Unit Testing HQL Scripts

Why is it so hard to find examples of unit testing HQL?

I do big data things with the help of Apache.

My current project uses Apache’s data warehouse software Hive which rests overtop of Hadoop, which seems to work well for all of our data mining needs. We pair Hive with the Hibernate ORM, so as a developer, I’m waist deep in .hql files most of my days.

“I need more hadoops!” is a common phrase in our office. - chuckles to self

I miss TDD so much.

I’m fresh off of a C++ project by way of a Java project. I’ve had strong mentors who were very influential my opinions and favorite development processes. I consider some of these processes to be vital to my wellbeing (there’s only a touch of hyperbole there). Example, my first day on this big data project, I wrote 3 table scripts, and NO TESTS. I wanted to cry myself to sleep that night because I felt like I was descending into utter chaos. I’m a purest when it comes to process - meaning, if there is a proven optimal way, I will never choose to be suboptimal, no matter how lazy I am on that day. Or maybe it’s a consequence of my laziness. Why should I re-discover the “correct” way every time I run into a problem, when I could shortcut with a simple heuristic like, “when in doubt, write a test.”

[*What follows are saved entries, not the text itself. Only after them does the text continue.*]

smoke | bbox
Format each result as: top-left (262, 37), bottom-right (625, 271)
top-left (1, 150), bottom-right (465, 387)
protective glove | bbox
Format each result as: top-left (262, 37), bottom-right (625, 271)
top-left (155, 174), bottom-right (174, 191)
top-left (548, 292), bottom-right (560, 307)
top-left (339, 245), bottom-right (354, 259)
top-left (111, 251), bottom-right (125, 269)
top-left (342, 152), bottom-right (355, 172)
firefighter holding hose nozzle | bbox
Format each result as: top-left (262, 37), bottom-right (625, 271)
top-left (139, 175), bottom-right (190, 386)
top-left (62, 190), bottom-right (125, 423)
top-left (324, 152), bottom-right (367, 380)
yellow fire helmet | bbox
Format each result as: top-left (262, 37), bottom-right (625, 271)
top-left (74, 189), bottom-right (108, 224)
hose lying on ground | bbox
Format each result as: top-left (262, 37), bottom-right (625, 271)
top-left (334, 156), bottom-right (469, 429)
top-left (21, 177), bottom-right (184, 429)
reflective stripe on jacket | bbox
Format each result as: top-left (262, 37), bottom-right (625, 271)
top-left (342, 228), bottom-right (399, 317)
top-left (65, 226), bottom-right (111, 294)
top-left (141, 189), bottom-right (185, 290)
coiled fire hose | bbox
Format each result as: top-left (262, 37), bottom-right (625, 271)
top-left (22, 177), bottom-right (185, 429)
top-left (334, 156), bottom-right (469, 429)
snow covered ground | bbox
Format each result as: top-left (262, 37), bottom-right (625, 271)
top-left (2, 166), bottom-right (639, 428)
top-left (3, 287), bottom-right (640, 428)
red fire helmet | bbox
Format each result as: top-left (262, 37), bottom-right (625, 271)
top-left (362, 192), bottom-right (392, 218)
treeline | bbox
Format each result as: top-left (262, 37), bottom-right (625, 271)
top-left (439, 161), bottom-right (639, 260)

No tests?? This will not do!

I immediately took to the internets. I scraped them for information on unit testing HQL files. Apparently, this is not an in-demand ask from most developers, especially not PC developers. This is probably because most big data projects use a real development language like Scala, which has internal unit test support. As I could not change the project, I found me a solution that worked for our current project structure.

There’s a nifty opensource project out there called HiveQLUnit which I found to be the easiest to consume, and the most supported.

But, surely there were other options! How did you decide?

Apache does have a list of unit testing options.

I knew I didn’t want to test from the command line, I wanted something that had the potential to be integrated into a continuous deployment pipeline. That left HiveRunner and hive_test - which I couldn’t get to work on a Windows machine - Apache’s internal testing framework - for which I couldn’t find any examples or documentation - and finally HiveQLUnit. With crossed fingers, I dove into the user guides from the readme.md, and an hour later I had a working hql unit test!

~ wipes sweat off forehead ~

Written on April 20, 2018